Benefits of business growth
+ survival - larger businesses have a greater chance of survival, greater revenue, money that can be re-invested into the business.
+ larger returns for owners- larger businesses have greater owners, leads to higher profits.
+ economies of scale - average costs of production reduced, leads to higher profits.
+ spreading the risk - where a business grows by developing new products or by branching into new markets risk can be spread and therefore reduced.
+ greater market power – the higher the market share, the greater the market power is likely to be. If a business is the main supplier in a market it can potentially charge higher prices to customers and negotiate favourable terms with suppliers.
Drawbacks of business growth diseconomies of scale
diseconomies of scale: - co-ordination of the business becomes more difficult, communication becomes more problematic.
Monopoly - a business which has a market share of 25% or more and can therefore influence the market. In a pure sense a monopoly exists when there is only one seller.
Patent - a legal protection for business's new ideas. This prevents other businesses stealing ideas from other companies.
Natural monopoly - where one large business can supply the market with products at lower costs than if the market was supplied by many producers.
Monopoly power bad…
· Price – if there is little competition then businesses can charge higher prices
· Choice – lack of competition restricts choice for consumers
· Excessive profits – monopolies can often make very high profits because of the lack of competition
Monopoly power good…
· Value for money – large businesses can often produce at lower average costs than smaller businesses and can therefore charge lower prices
· Developing new products – New Product Development (NPD) process is so expensive process that without some sort of monopoly it might never happen. Patents are used to protect the business idea.
· Natural monopoly –sometimes, in order to gain economies of scale and reduce wastage, it is more cost effective for one large business to supply the market, rather than many producers.
Can big businesses be controlled?
Regulators –independent bodies set up by the government to monitor and regulate business activity
Competition commission –investigates mergers, markets and regulated industries under UK competition law. It has the power to block mergers if the merger would give the business more than 25% market share. The role of the competition commission is to
*monitoring the quality of services provided,
*check that businesses are acting in the public interest
EU regulation –businesses in the UK are also affected by EU laws, such as the EU Competition Commission
Can big businesses be controlled?
Self regulation –where an industry sets its own rules and guidelines and monitors its own actions. E.g.
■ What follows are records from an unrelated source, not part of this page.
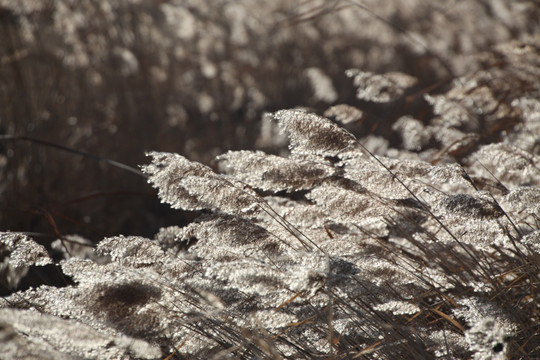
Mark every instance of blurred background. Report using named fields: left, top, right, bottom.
left=0, top=0, right=540, bottom=245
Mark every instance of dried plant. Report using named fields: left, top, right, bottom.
left=0, top=0, right=540, bottom=360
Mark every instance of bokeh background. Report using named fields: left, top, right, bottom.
left=0, top=0, right=540, bottom=245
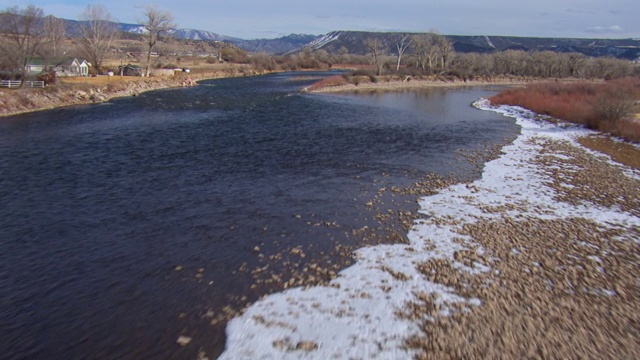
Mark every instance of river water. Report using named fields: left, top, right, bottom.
left=0, top=73, right=519, bottom=359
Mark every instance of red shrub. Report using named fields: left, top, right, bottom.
left=490, top=78, right=640, bottom=141
left=307, top=75, right=347, bottom=91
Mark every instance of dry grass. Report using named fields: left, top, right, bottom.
left=490, top=78, right=640, bottom=142
left=578, top=136, right=640, bottom=170
left=307, top=75, right=347, bottom=91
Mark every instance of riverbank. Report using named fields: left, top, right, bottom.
left=222, top=102, right=640, bottom=359
left=0, top=64, right=265, bottom=117
left=303, top=76, right=540, bottom=93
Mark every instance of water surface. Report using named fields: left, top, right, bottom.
left=0, top=73, right=519, bottom=359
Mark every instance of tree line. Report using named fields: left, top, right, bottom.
left=0, top=5, right=175, bottom=83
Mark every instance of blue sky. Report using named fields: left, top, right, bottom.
left=0, top=0, right=640, bottom=39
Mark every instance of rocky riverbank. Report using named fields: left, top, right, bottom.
left=222, top=100, right=640, bottom=359
left=304, top=77, right=540, bottom=93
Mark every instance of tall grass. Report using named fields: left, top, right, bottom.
left=490, top=78, right=640, bottom=142
left=307, top=75, right=347, bottom=91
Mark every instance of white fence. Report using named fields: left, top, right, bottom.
left=0, top=80, right=44, bottom=89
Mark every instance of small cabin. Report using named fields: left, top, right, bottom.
left=118, top=64, right=144, bottom=76
left=26, top=58, right=91, bottom=76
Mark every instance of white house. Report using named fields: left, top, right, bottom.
left=26, top=58, right=91, bottom=76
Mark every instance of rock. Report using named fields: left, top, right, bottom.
left=176, top=335, right=191, bottom=346
left=296, top=341, right=318, bottom=351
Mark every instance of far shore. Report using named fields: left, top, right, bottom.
left=0, top=65, right=267, bottom=118
left=303, top=78, right=549, bottom=93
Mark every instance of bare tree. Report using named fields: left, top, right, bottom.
left=435, top=35, right=454, bottom=71
left=79, top=5, right=119, bottom=72
left=140, top=6, right=176, bottom=76
left=364, top=37, right=386, bottom=76
left=395, top=34, right=412, bottom=72
left=44, top=16, right=66, bottom=58
left=0, top=5, right=44, bottom=79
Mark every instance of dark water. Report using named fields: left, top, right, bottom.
left=0, top=74, right=518, bottom=359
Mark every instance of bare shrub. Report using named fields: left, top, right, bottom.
left=490, top=78, right=640, bottom=141
left=307, top=75, right=347, bottom=91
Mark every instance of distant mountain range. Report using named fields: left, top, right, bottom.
left=292, top=31, right=640, bottom=60
left=60, top=20, right=640, bottom=60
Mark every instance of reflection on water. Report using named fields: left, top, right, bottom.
left=0, top=74, right=518, bottom=359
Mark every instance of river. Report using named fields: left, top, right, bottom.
left=0, top=73, right=519, bottom=359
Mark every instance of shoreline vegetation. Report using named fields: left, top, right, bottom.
left=220, top=101, right=640, bottom=359
left=303, top=71, right=640, bottom=169
left=0, top=64, right=271, bottom=116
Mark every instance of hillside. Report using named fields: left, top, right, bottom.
left=13, top=15, right=640, bottom=60
left=292, top=31, right=640, bottom=60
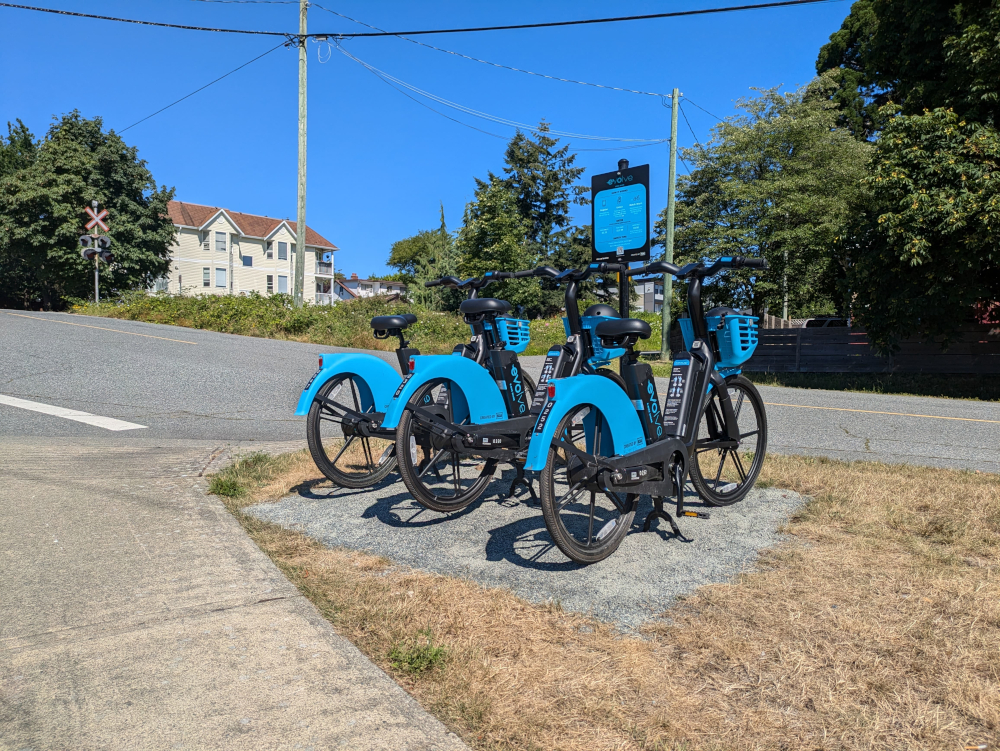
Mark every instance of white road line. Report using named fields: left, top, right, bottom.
left=0, top=394, right=146, bottom=430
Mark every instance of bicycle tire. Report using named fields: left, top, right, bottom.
left=689, top=375, right=767, bottom=506
left=539, top=405, right=636, bottom=565
left=306, top=374, right=396, bottom=489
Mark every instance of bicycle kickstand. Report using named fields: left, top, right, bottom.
left=504, top=462, right=539, bottom=503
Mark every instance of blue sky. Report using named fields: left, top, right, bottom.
left=0, top=0, right=850, bottom=275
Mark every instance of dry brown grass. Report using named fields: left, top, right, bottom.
left=219, top=456, right=1000, bottom=751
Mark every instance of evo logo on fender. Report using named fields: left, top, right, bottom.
left=535, top=401, right=556, bottom=434
left=392, top=373, right=413, bottom=399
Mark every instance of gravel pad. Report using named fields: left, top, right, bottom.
left=247, top=470, right=802, bottom=629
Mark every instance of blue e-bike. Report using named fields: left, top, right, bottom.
left=295, top=272, right=527, bottom=488
left=525, top=258, right=767, bottom=563
left=394, top=264, right=627, bottom=512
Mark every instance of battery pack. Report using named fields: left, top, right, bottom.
left=663, top=352, right=703, bottom=437
left=490, top=349, right=531, bottom=417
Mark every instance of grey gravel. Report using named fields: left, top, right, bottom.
left=249, top=472, right=802, bottom=629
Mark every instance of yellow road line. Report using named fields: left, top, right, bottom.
left=764, top=402, right=1000, bottom=425
left=7, top=313, right=198, bottom=345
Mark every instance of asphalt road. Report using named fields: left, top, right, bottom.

*Financial Services Authority (FSA)
*Ofgem –regulates the gas & electricity industry
Pressure group –an organisation which aims to influence the decisions of businesses, government and individuals.
Trade Union –a group which represents the interest of workers and negotiate with businesses on the workers’s behalf
Internal growth/ organic growth
Internal growth - occurs when a business increases in size by selling more of its goods/ services without taking over or merging with other businesses.
Profits can be ploughed back into the business to fund expansion
Changing the marketing mix -e.g. greater use of promotion should increase awareness of the product and encourage more sales.
New product development - identifying new products or services that will lead to increased sales for a business.
Innovation - the process of transforming an invention into product that customers will buy. It is the commercial exploitation of an invention.
Research and Development (R&D) - the process of creating and designing new products and new methods of reduction
External growth/ inorganic growth
External growth - where a business grows in size due to merger or takeover.
Takeover - Where one business buys another business.
Merger - Where two or more firms agree to join together. This is a voluntary agreement and results in the new business retaining the identity of both businesses.
Conglomerate merger - occurs when two business join which have no common business interests. E.g. a pub merging with a clothes shop, these businesses have no common interest.
Merger & takeover methods
Both merger and takeover can take place at different stages of the production process.
Horizontal integration - between two businesses at the same stage of the production process. e.g a pub merges/ takes-over a pub.
Backward vertical integration - two businesses at different stages of the production process. e.g. a pub merges/ takes-over a brewery.
Forward vertical integration - two businesses at different stages of the production process join together e.g. a pub merges/takes-over a night club, (a business which is further forward in the chain of production.